Что, Тамарка? И ты, бедняга, попала в петлю… А примириться не хочешь: упрямо стучишь копытом, бьешь головой в ворота! Похудела же ты, бедняга…
Она тупо глядит на мою поднятую руку стеклянными глазами, синими с неба и ветряного моря. Да куда же еще идти?! Ее бока провалились, выперло кости таза, а хребет заострился и изъеден кровопийцами мухами и слепнями. Сочится сукровица из ранок: там уже свербит червивое потомство, зреет в теплоте язвы. Вымя ее вытянулось и потемнело, подсохли-поморщились сосочки: ничего не вытянут из нее сегодня хозяйские руки.
- Ступай же… нету!..
Она не верит. Она же знает великую силу человека! Не может она понять, почему не кормит ее хозяин…
И я не могу понять, Тамарка… Понять не могу, кому и зачем понадобилось все обратить в пустыню, залить кровью! А помнишь, еще недавно каждый мог тебе дать кусок душистого хлеба с солью, каждый хотел потрепать твои теплые губы, каждый радовался на твое ведерное вымя. Кто же это выпил и твои соки? Каждую весну ты носила, а теперь ходишь пустая и не прибавила на рогах колечка!..
В ее стеклянных глазах я вижу слезы. Немые, коровьи слезы. Голодная слюна тянется-провисает к колючей ажине, которую она жевала. С усилием отрывает она глаза от кукурузы, поворачивает от калитки и… смотрит в море. Синее и пустое. Она его хорошо знает: синее и пустое. Вода и камни.
Смотрю и я… Сколько хочешь смотри - и так, и этак.
Прямо смотри: не видная Азия, Трапезунд. Там Кемаль-Паша воюет со всеми народами на свете; побил и греков, и англичан, и французов, и итальянцев - всех побил-потопил в славном турецком море.
Пошептывают прижухнувшиеся татары:
- Це-це-це… Кемал-Паша! Крым идет… пылымот стрылят, балшивит тикал! Хлэб будит, чурэк-чебурэк… баряшка будыт… Балшой чилавэк Кемал-Паша! Наш будыт…

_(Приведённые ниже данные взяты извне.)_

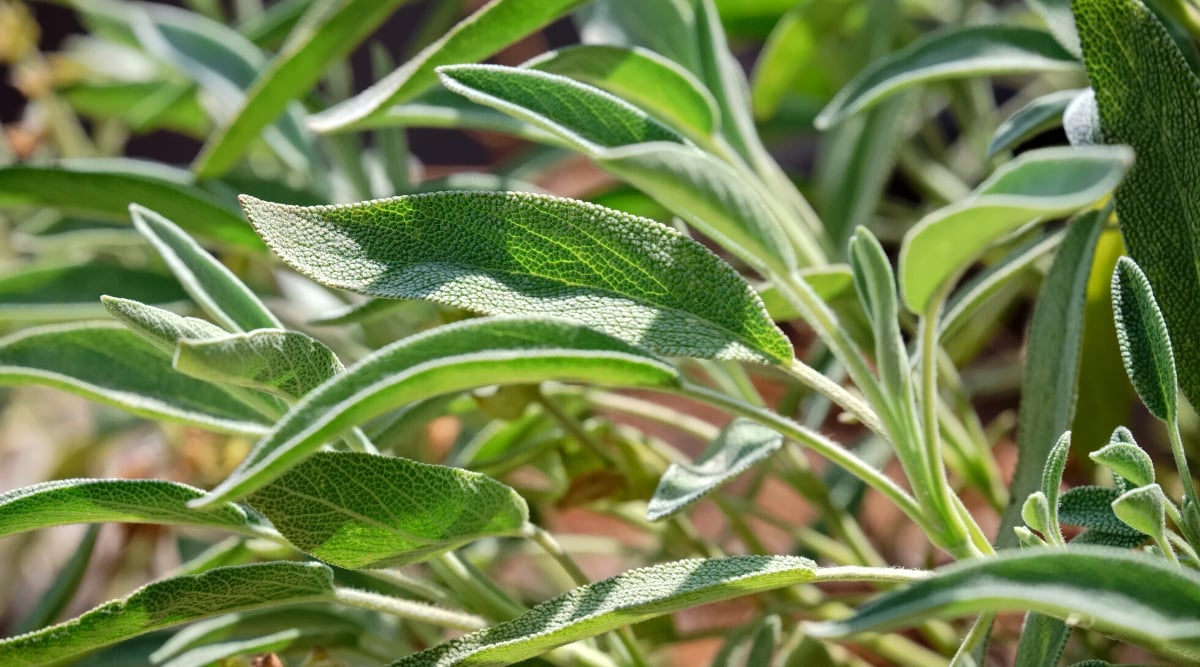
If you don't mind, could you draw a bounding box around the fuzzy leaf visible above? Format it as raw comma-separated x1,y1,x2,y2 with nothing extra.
0,561,334,667
815,25,1079,130
250,452,529,569
899,146,1133,313
1112,257,1183,423
198,319,678,505
244,192,792,362
0,480,250,535
646,419,784,521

Вправо - Босфор далекий, Стамбул Великий. Там горы хлеба и сахара, и брынзы, и аравийского кофе, и баранов…
Влево, в утренней дымке, - земля родная, кровью святой политая…

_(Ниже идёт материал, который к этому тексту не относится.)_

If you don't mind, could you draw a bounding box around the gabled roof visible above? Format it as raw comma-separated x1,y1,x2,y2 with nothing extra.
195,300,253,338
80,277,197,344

Ни дымочка на синей дали, серебрятся течения… Одна голубая парча - на солнце.
Мертвое море здесь: не любят его веселые пароходы. Не возьмешь ни пшеницы, ни табаку, ни вина, ни шерсти… Съедено, выпито, выбито - все. Иссякло.
А солнце пишет свои полотна!
Фиолетовый пляж розовым подержался, теперь бледнеет. Накалится - засветится. К ночи с холоду посинеет. А вот и она - синь-бель: вскипает с играющего моря. Нет ни души на гальке, пятнышка нет живого. Прощай, расцветка!
Ни татарина меднорожего, с беременными корзинами на бедрах - груши, персики, виноград! Ни шумливого плута-армянина из Кутаиси, восточного человека, с кавказскими поясами и сукнами, с линючими чадрами кричащих красок - утехой женщин; ни итальяшек с "обомаршэ", ни пылящих ногами, запотевших фотографов, берущих "с веселым лицом" у камня, лихо накидывающих черный лоскут суконный, небрежно-важно разбрасывающих - "мерсис"! И уральские камни сгинули, и растаяли бублики за копейку, и раковинки с "Ялтой" - китайской тушью, и татары-проводники в рейтузах синей "диагонали", с нафабренными усами, с бедрами Аполлона из Корбека, со стеком за лаковым голенищем, с запахом чеснока и перца. Ни фаэтонов в пунцовом плисе, с белыми балдахинами, вздувающимися на бойком ходу, с красными язычками в бисерной мишуре-сверканье, с конями и шерстяных розанах, с крымскими глухарями из серебра - звоном бахчисарайским, - щеголевато-мягко несущихся мимо просыпающихся утренних вилл в глициниях и мимозах, в магнолиях и розах, и в винограде, с курящеюся поливкой, с душистой прохладой утра, умело опрысканного садовником. Ни широких турок, мерно бьющих новые плантажи, крепкожильных, с синими курдюками, с полудня засыпающих на земле - у камня. Ни дамских зонтиков на песке, жарких цветов полудня, ни человеческой бронзы, которую жарит солнцем, ни татарского старичка, сухого, с шоколадной головкой в белой обвязке, мотающегося на коленях - к Мекке…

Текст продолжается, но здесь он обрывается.